In a development that we salute, last month DWC ordered Memorial Hermann Health System - Southeast Hospital in Dallas to pay an administrative penalty due to the hospital’s failure to refund a payment after an insurance carrier requested it. Consent Order 2024-8987, dated 12/03/24, highlights a tool that insurance carriers have but seldom use to its full effect.

Specifically, Labor Code section 408.0271 and DWC Rule 133.260 allow an insurance carrier to request a refund of a payment to a health care provider when the carrier determines the payment was (1) an overpayment or (2) payment for an inappropriate service. Upon receipt of the request, the health care provider must refund the payment or file an appeal with the carrier within 45 days. If the provider appeals the carrier’s determination and the carrier denies the appeal, the provider must refund the payment within 45 days of notice of the denied appeal. Importantly, even if the provider requests dispute resolution from DWC, the provider still must refund the payment to the carrier while it pursues that remedy.

We at SLS regularly file complaints with DWC against health care providers that have failed to refund a payment on request by our carrier clients.
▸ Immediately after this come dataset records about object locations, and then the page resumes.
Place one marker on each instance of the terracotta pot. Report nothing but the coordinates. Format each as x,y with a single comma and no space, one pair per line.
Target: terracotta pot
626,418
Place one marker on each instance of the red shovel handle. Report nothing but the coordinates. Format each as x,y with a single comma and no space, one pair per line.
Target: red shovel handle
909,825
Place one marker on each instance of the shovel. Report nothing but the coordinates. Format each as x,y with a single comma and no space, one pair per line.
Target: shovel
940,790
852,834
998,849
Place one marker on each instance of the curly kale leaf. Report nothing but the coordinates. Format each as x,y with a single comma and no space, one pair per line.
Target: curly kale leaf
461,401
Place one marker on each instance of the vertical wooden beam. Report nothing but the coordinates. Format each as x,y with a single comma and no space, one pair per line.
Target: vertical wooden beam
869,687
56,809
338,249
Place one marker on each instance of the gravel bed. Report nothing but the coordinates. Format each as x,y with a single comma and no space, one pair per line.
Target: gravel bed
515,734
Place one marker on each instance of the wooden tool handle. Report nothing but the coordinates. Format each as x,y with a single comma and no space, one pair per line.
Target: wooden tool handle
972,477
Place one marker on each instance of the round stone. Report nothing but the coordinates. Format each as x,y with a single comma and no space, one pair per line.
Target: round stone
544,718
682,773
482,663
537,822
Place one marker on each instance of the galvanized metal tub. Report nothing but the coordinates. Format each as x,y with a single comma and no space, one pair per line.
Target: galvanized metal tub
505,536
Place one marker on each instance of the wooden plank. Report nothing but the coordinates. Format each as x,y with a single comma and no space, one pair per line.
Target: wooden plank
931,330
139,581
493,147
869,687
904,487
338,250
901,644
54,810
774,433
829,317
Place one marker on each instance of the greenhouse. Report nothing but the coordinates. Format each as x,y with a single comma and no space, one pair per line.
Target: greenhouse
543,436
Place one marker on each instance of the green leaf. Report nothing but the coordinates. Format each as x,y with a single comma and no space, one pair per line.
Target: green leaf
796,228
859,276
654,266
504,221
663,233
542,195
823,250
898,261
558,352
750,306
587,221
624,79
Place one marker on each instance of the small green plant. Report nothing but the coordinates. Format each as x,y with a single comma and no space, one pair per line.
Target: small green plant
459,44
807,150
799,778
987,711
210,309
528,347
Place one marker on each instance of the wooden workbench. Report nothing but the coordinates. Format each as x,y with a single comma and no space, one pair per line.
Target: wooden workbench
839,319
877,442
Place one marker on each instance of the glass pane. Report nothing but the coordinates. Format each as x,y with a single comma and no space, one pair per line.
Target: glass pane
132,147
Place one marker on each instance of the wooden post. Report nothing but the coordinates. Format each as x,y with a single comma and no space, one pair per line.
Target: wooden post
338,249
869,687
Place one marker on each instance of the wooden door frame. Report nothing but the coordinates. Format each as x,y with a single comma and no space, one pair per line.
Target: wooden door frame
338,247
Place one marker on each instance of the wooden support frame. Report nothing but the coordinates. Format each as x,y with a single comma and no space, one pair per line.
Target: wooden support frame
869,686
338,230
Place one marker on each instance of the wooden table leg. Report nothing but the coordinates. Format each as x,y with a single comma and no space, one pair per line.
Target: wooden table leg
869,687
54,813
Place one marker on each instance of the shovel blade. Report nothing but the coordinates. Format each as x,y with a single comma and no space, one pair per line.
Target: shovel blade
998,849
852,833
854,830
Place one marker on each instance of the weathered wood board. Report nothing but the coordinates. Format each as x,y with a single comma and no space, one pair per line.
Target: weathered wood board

Our experience has been that DWC diligently investigates such complaints and, more often than not, providers agree to refund the payments when they learn that DWC has opened an investigation into their refusal to do so.

Copyright 2025, Stone Loughlin & Swanson, LLP

Tip of the hat to DWC again for auditing the quality of Designated Doctor reports

 


 

In yet a second development that we applaud, last month the DWC announced that it will be conducting an audit of the quality of Designated Doctor reports.

The Medical Quality Review Calendar Year 2025 Annual Audit Plan, dated December 16, 2024, states that in calendar year 2025 the Medical Quality Review Panel will conduct one audit to evaluate “the quality of designated doctor reports and the necessity of additional testing or referrals ordered by designated doctors to resolve the issue in question.”

We at SLS hope that notice of the audit will cause Designated Doctors to elevate the quality of their reports, because we see a ton of bad ones.